Uncertain Facing is a data-driven, interactive audiovisual installation that aims to represent the uncertainty of data points of which their positions in 3D space are estimated by machine learning techniques. It also tries to raise concerns about the possibility of the unintended use of machine learning with synthetic/fake data.

As a data-driven audiovisual piece, Uncertain Facing consists of three major components: 1) face data including synthetic images of faces, generated by StyleGAN2, a generative adversarial network (GAN) for generating portraits of fake human faces, and their face embeddings obtained from FaceNet, a deep neural network trained for finding 128-dimensional feature vectors from face images, 2) t-SNE (t-distributed Stochastic Neighbor Embedding), a non-linear dimensionality reduction technique for the visualization of high-dimensional datasets, and 3) multimodal data representation based on metaball rendering, an implicit surface modeling technique in computer graphics, and granular sound synthesis

Uncertain Facing visualizes the real-time clustering of fake faces in 3D space through t-SNE with face embeddings of the faces. This clustering reveals which faces are similar to each other by deducing a 3-dimensional map from 128 dimensions with an assumption based on a probability distribution over data points. However, unlike the original purpose of t-SNE that is meant to be used in an objective data exploration in machine learning, it represents data points as metaballs to reflect the uncertain and probabilistic nature of data locations the algorithm yields. Face images are mapped to surfaces of metaballs as textures, and if more than two data points are getting closer, their faces begin to merge, creating a fragmented, combined face as a means of an abstract, probabilistic representation of data as opposed to exactness that we expect from the use of scientific visualizations. Uncertain Facing also reflects an error value, which t-SNE measures at each iteration between a distribution in original high dimensions and a deduced low-dimensional distribution, as the jittery motion of data points.

Along with the t-SNE and metaball-based visualization, Uncertain Facing sonifies the change of the overall data distribution in 3D space based on a granular sound synthesis technique. The data space is divided into eight subspaces and the locations of data points in the subspaces are tracked during the t-SNE operation. The density of data points in each subspace contributes to parameters of granular synthesis, for example, grain density. The error values also are used in determining the frequency range and duration of sound grains to represent the uncertainty of data in sound.
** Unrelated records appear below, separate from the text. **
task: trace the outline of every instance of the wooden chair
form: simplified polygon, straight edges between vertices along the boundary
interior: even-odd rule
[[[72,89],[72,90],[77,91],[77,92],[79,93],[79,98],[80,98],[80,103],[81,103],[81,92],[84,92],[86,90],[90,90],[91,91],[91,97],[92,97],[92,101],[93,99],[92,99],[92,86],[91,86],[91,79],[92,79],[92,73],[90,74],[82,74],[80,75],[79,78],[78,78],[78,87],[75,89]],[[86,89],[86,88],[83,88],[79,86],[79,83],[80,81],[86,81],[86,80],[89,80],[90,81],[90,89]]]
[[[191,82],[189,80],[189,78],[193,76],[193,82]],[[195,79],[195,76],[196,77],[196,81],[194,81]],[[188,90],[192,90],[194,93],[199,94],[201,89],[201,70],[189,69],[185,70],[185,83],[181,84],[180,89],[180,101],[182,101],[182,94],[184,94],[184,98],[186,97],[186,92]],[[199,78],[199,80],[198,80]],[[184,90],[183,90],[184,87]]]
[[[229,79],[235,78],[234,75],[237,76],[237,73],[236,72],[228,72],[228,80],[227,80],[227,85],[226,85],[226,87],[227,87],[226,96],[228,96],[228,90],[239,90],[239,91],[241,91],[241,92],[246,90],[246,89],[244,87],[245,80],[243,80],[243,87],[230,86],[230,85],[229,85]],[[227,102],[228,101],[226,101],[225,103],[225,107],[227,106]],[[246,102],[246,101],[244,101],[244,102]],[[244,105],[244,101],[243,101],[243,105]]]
As an interactive installation, Uncertain Facing allows the audience to explore the data in detail or their overall structure through a web-based UI on iPad. Moreover, the audience can take a picture of their faces and send it to the data space to see its relationship with the data. Given the new face image, Uncertain Facing re-starts t-SNE after obtaining face embeddings of the audience's face image in real time. While the real audience face is being mixed, merged with the fake faces in 3D space, Uncertain Facing also shows the top nine similar faces on the UI. Here, it tries to imply an aspect that machine learning could be misused in an unintended way as FaceNet does not distinguish between real and fake faces.